“Acqua ancora contaminata in via Petitti”, continuano i prelievi di Arpa. Resta il divieto di berla in molte vie del centro. Buio fitto sulle cause
Come siano finite le sostanze inquinanti nelle condotte idriche è quello che tutti si stanno domandando: dalle ultime analisi dell’Arpa si ritrovano contaminazioni da lubrificanti solo in via Petitti. Domani ci saranno altri prelievi. Intanto la sindaca non ha ancora revocato la sua ordinanza di utilizzare l’acqua in diverse strade del centro storico e murattiano
Gli ultimi campionamenti effettuati ieri, 9 dicembre, dall’Arpa, l’agenzia regionale per la protezione ambientale del Molise, lasciano poco spazio ai dubbi: l’acqua di via Petitti è ancora imbevibile. Presenta almeno due parametri di non conformità: l’odore e la presenza di tracce volatili simili al lubrificante.
La conferma è arrivata stamattina dalla dottoressa Maria Grazia Cerroni che sta esaminando i campioni. “Giovedì ci saranno nuove verifiche, intanto posso dire che sui sette punti dei prelievi fatti ieri (al centro storico, ma non solo) esclusivamente quello di via Petitti continua a essere non conforme, seppur in misura minore rispetto a qualche giorno fa”.
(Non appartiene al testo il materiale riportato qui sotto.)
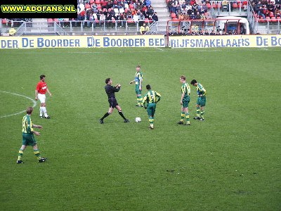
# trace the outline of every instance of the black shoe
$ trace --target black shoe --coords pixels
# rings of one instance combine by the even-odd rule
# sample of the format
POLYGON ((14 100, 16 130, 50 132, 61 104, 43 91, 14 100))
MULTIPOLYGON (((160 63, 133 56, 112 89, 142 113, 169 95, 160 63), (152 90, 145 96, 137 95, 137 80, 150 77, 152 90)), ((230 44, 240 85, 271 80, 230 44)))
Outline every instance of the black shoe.
POLYGON ((44 162, 47 160, 46 158, 41 158, 39 160, 38 160, 38 162, 44 162))

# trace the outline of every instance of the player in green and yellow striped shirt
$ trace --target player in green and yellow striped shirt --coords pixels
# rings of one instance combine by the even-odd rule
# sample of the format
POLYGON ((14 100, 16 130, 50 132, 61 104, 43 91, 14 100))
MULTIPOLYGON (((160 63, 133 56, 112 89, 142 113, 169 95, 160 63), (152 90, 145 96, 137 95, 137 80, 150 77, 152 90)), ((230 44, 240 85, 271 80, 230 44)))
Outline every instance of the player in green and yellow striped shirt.
POLYGON ((145 108, 147 109, 150 127, 151 129, 154 129, 153 122, 154 122, 154 115, 156 110, 156 103, 159 102, 161 99, 161 95, 155 91, 151 90, 150 84, 146 85, 146 89, 148 89, 148 93, 145 95, 143 99, 143 103, 145 108), (146 106, 145 104, 148 103, 146 106))
POLYGON ((32 113, 32 111, 33 108, 28 107, 26 110, 27 115, 22 118, 22 145, 20 151, 18 151, 18 157, 17 160, 18 164, 22 163, 22 154, 27 146, 32 146, 33 151, 35 156, 37 158, 39 162, 45 162, 46 160, 46 158, 41 158, 40 156, 40 153, 38 150, 37 143, 36 142, 34 136, 34 134, 37 136, 40 136, 40 133, 33 130, 33 127, 41 129, 42 126, 34 124, 32 123, 32 121, 30 118, 30 115, 32 113))
POLYGON ((184 117, 186 118, 186 124, 185 125, 190 125, 190 116, 188 113, 188 103, 190 101, 190 87, 186 82, 185 76, 182 75, 180 77, 181 85, 181 121, 178 122, 178 124, 183 124, 184 117))
POLYGON ((196 103, 196 117, 193 119, 204 121, 206 106, 206 89, 203 87, 202 84, 198 83, 195 79, 192 79, 190 84, 196 87, 196 91, 198 95, 197 101, 196 103))
POLYGON ((130 82, 130 84, 135 82, 136 84, 136 100, 138 103, 136 106, 143 107, 143 98, 141 97, 141 90, 142 90, 142 84, 143 84, 143 72, 140 72, 140 65, 138 65, 136 68, 136 72, 135 75, 134 80, 130 82))

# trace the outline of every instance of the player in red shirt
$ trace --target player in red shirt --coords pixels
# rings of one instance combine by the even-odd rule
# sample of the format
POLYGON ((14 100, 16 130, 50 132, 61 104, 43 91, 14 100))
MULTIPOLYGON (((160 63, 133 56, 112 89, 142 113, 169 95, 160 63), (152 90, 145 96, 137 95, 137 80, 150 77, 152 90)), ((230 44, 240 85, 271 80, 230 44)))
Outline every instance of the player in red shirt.
POLYGON ((50 119, 46 110, 46 91, 48 93, 50 96, 52 96, 50 91, 48 91, 47 84, 45 82, 45 75, 40 75, 40 82, 37 84, 35 90, 35 101, 39 99, 41 102, 40 106, 40 117, 43 118, 43 113, 46 119, 50 119))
Da quasi due settimane i residenti e commercianti del centro avvertono un odore “come di benzina” (anche se non è benzina) nell’acqua. Il 6 dicembre la sindaca di Campobasso Marialuisa Forte ha emesso una ordinanza sindacale (la numero 35) per vietare l’utilizzo dell’acqua per scopi potabili (consumo umano, quindi, ma anche per la preparazione di alimenti e bevande) a tutte le utenze ubicate in via Petitti, via Larino, via Buozzi, via Toti, via Cardarelli, via Orefici, via Isernia, via Marconi, P.zza Pepe, via Palombo, via Ferrari, via Garibaldi (incrocio via Petitti con via Sant’Antonio dei Lazzari). Al momento quella ordinanza c’è ancora, come pure una autobotte della Protezione Civile in via Cardarelli per il rifornimento di acqua potabile. Bar e ristoranti, che già facevano i conti con le chiusure notturne, sono quelli che stanno pagando il prezzo più alto di questo divieto temporaneo volto a tutelare la salute pubblica.
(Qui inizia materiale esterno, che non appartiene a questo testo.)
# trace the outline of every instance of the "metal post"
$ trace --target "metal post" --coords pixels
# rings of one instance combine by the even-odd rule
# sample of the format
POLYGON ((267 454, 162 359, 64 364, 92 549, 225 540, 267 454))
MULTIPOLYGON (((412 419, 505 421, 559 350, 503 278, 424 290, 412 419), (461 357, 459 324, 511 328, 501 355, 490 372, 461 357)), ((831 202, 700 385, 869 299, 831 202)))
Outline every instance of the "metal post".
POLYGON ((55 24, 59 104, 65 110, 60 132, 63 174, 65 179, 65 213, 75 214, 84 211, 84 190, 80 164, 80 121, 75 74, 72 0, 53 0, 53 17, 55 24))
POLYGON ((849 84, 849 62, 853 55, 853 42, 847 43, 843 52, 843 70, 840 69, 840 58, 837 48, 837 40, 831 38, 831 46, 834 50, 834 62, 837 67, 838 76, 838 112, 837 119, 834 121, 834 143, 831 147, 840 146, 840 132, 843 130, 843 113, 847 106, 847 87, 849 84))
Quello che nessuno ha ancora spiegato (e che tutti vorrebbero sapere) è come siano finite queste sostanze dentro le condotte idriche. Una caduta accidentale di un grosso quantitativo di prodotti lubrificanti tipo Svitol da parte degli operai (di Grim? O di quelli ‘in prestito’ di Molise Acque?) durante gli innumerevoli interventi di manutenzione alle tubature? Una perdita continua che avvelena la condotta di via Petitti e che neppure lo scorrere continuo dell’acqua riesce a smaltire?
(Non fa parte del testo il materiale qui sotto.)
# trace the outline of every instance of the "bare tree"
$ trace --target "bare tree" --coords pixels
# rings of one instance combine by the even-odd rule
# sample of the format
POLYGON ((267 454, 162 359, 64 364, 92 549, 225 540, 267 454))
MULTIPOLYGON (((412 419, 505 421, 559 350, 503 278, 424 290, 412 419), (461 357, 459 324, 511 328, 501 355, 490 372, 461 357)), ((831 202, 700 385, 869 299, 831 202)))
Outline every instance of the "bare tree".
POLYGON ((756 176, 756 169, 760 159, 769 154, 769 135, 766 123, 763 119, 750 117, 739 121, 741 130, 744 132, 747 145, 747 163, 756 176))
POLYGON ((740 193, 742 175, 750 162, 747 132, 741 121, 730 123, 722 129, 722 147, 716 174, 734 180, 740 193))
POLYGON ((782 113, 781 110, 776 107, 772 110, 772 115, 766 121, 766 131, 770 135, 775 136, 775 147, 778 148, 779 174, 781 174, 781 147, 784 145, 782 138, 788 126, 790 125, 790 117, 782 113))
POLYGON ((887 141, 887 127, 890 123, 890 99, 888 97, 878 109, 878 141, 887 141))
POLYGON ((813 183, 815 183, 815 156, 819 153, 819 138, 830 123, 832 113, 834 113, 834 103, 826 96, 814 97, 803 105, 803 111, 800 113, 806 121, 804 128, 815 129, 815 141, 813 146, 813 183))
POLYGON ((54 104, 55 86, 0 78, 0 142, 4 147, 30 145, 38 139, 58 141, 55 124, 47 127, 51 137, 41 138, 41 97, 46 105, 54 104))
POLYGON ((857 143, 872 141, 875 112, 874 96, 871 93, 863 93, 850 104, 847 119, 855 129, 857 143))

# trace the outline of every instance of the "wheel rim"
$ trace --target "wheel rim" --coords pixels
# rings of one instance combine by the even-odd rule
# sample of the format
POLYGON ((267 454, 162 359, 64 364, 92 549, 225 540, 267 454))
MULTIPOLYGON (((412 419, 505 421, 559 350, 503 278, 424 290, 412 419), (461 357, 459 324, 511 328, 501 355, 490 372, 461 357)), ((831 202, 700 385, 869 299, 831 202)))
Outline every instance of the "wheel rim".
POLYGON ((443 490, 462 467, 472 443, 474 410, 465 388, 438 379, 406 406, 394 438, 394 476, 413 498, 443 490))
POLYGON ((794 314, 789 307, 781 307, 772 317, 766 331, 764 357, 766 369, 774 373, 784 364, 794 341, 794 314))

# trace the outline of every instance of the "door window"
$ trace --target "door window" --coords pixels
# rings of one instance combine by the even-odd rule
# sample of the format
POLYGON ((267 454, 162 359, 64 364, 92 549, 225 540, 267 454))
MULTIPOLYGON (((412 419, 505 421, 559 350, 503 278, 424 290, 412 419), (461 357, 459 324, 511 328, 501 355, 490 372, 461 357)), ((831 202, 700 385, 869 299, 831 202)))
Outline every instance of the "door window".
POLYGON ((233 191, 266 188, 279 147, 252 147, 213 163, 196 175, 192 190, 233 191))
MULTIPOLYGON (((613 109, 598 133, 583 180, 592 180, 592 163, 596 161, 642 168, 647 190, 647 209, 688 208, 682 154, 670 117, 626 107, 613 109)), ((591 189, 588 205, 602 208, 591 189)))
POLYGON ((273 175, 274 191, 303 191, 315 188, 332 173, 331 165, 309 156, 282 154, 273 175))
Angelo Primiani del M5S ha annunciato a Primonumero che solleciterà l’Arpa “che è l’organo di controllo” ad avviare indagini che possano chiarire le ragioni di fondo “anche perché se non si spiega la causa non si può neppure escludere che risuccederà”. In questa operazione trasparenza anche il Comune di Campobasso, l’agenzia regionale Molise Acque e il gestore Grim dovrebbero fare la loro parte.